Alongside MeitY’s direct blocking orders, state police authorities have issued an additional 2,312 takedown requests using the Sahyog censorship portal during its first full year of operation, from October 2024 to October 2025. Developed as a law enforcement coordination tool, Sahyog enables police to send automated legal notices to online platforms requesting content removal. The portal’s use spans a broad range of content, including parody, journalistic material, and criticism of government figures.

Each blocking order often targets multiple URLs and accounts across social media, though the government treats them as state secrets, frequently withholding details from those affected and limiting legal challenges. This has raised concerns about transparency and due process in India’s enforcement of internet censorship.

Political and Regulatory Drivers

The growth in censorship correlates with Prime Minister Narendra Modi’s third term beginning in June 2024, marked by a weaker coalition government and increased public dissent including youth disaffection expressed on digital platforms. The government views viral content, memes, and online criticism as political threats, intensifying efforts to control digital discourse.

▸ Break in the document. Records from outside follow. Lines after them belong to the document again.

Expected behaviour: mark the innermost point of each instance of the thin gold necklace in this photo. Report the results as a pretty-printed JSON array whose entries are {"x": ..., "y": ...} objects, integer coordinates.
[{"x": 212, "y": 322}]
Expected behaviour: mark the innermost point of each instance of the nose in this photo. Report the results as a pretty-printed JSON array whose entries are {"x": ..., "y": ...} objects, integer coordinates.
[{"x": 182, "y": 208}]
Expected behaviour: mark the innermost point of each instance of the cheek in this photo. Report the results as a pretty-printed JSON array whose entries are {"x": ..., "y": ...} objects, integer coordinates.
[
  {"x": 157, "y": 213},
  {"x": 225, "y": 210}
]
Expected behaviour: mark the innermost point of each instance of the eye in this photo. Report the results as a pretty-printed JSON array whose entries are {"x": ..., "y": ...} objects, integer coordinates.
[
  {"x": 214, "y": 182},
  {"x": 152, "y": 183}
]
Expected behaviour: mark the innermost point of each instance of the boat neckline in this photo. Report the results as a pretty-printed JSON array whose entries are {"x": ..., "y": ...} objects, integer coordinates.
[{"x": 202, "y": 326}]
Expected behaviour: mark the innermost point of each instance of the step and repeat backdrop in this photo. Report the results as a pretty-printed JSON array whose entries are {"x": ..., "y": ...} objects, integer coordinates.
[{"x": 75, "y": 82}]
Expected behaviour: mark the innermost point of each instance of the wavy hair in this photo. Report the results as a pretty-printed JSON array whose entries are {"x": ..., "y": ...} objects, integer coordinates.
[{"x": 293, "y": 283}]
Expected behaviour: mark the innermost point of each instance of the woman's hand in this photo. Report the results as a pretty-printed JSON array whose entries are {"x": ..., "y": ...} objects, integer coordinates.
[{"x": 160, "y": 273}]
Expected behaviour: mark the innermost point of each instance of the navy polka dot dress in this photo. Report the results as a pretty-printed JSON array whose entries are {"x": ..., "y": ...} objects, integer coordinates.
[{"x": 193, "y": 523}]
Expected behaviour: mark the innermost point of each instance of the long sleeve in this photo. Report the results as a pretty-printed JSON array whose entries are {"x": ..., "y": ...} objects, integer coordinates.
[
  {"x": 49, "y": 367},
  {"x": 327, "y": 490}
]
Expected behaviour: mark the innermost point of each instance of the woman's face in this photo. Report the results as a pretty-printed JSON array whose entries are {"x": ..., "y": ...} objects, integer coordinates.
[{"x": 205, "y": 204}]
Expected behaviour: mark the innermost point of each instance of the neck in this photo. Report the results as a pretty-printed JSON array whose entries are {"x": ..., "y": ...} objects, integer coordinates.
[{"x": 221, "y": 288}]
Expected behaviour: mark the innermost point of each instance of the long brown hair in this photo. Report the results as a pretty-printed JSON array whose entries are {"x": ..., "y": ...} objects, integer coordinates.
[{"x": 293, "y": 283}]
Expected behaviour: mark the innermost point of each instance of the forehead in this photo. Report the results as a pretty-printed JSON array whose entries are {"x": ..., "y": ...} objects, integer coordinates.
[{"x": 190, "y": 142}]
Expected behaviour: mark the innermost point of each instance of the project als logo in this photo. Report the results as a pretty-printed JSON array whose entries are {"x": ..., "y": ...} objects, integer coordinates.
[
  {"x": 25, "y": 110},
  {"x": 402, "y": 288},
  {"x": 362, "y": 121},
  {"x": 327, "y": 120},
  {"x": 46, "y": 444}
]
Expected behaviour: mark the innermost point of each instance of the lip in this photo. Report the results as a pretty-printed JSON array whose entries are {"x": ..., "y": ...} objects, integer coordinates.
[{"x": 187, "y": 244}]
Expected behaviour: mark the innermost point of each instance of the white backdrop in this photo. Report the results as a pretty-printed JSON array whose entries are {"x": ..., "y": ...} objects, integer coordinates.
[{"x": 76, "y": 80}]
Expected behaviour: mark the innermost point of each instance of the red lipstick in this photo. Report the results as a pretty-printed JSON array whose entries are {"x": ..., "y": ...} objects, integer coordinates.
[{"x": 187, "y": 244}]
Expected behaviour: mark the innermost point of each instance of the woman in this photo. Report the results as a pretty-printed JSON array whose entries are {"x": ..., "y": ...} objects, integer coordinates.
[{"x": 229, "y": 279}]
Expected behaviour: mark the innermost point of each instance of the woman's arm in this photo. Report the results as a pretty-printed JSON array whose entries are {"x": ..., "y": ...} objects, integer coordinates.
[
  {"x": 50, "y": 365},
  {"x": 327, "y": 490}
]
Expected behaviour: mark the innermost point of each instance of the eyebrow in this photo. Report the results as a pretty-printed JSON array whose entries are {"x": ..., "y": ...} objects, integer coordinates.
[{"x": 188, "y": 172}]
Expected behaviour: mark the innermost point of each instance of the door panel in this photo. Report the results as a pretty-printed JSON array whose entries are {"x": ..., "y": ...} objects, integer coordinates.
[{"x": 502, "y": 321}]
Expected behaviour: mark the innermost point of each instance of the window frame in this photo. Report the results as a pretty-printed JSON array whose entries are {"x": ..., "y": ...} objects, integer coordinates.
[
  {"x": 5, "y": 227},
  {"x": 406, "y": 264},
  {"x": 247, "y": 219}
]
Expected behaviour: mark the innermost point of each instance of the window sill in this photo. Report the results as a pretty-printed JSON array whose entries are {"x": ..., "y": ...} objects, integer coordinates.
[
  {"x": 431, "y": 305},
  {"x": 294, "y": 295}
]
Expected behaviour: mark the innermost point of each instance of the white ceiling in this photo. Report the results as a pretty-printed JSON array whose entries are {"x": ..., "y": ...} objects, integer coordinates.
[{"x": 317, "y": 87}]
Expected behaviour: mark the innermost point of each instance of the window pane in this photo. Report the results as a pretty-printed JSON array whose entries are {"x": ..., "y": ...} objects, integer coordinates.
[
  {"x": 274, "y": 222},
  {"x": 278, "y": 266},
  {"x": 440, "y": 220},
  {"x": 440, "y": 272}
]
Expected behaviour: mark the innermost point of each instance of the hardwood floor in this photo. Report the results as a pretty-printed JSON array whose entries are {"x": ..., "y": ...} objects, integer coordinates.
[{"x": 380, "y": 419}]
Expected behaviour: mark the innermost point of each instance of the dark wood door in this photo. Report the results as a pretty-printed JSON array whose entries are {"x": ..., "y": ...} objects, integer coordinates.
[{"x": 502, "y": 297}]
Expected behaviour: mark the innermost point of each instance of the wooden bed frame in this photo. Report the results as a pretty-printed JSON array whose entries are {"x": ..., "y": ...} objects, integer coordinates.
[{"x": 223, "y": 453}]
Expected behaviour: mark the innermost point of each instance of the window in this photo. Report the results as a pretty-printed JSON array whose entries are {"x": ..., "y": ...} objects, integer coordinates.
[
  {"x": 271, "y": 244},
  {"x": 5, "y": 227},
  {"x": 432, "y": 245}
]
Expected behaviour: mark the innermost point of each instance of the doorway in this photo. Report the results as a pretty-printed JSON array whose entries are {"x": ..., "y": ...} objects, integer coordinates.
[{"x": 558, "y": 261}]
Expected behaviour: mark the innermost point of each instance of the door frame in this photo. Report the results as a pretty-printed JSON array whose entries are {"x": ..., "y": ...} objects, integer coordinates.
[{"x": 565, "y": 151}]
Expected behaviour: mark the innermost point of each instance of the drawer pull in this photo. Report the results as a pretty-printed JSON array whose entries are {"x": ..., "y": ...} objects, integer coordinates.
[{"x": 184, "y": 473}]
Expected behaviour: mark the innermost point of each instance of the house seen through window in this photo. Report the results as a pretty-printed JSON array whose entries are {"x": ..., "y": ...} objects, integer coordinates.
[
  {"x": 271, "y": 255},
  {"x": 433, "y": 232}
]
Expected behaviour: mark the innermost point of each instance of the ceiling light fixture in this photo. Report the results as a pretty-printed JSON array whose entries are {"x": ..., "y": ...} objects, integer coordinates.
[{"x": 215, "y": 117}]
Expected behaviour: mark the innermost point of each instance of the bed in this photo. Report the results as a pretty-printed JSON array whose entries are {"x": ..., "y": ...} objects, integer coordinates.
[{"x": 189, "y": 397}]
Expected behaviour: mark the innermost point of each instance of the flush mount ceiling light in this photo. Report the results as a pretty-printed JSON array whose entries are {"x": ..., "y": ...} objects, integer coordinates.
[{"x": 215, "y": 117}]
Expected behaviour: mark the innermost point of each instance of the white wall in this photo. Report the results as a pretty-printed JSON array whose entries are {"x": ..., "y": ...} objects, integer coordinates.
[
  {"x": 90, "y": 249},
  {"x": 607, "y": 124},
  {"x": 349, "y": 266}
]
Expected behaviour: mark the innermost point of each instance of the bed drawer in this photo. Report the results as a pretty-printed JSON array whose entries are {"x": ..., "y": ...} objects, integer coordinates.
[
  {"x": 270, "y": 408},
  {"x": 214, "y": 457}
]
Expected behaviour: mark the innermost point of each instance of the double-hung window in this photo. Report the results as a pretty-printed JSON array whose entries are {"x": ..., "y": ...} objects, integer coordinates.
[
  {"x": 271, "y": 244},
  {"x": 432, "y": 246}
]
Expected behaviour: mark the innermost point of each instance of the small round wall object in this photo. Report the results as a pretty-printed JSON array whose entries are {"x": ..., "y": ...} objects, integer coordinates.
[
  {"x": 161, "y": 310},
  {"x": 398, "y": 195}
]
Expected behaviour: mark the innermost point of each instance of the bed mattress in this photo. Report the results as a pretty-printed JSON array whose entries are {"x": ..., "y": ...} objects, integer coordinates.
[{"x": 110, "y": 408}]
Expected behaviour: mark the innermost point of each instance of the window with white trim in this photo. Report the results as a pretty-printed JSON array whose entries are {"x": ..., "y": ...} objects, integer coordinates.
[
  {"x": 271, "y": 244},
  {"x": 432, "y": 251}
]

India’s censorship framework rests on three primary justifications: moral policing of digital content, national security concerns, and combating cybercrime. The government’s regulatory approach has tightened especially around streaming services, social media commentary, and content deemed inconsistent with “Indian values.” For example, controversies over jokes and remarks by popular content creators have triggered court cases, ministerial advisories, and renewed legislative efforts to regulate online content.

AI and Deepfake Regulation as a Censorship Accelerant

Deepfakes and AI-generated content have become pivotal in justifying increased censorship. In late 2023, MeitY mandated social media platforms to remove flagged misinformation and deepfakes within 36 hours under threat of losing legal safe harbor protections. In February 2026, new IT Rules classified “synthetically generated information” requiring platforms to label AI content and respond to takedown orders within three hours.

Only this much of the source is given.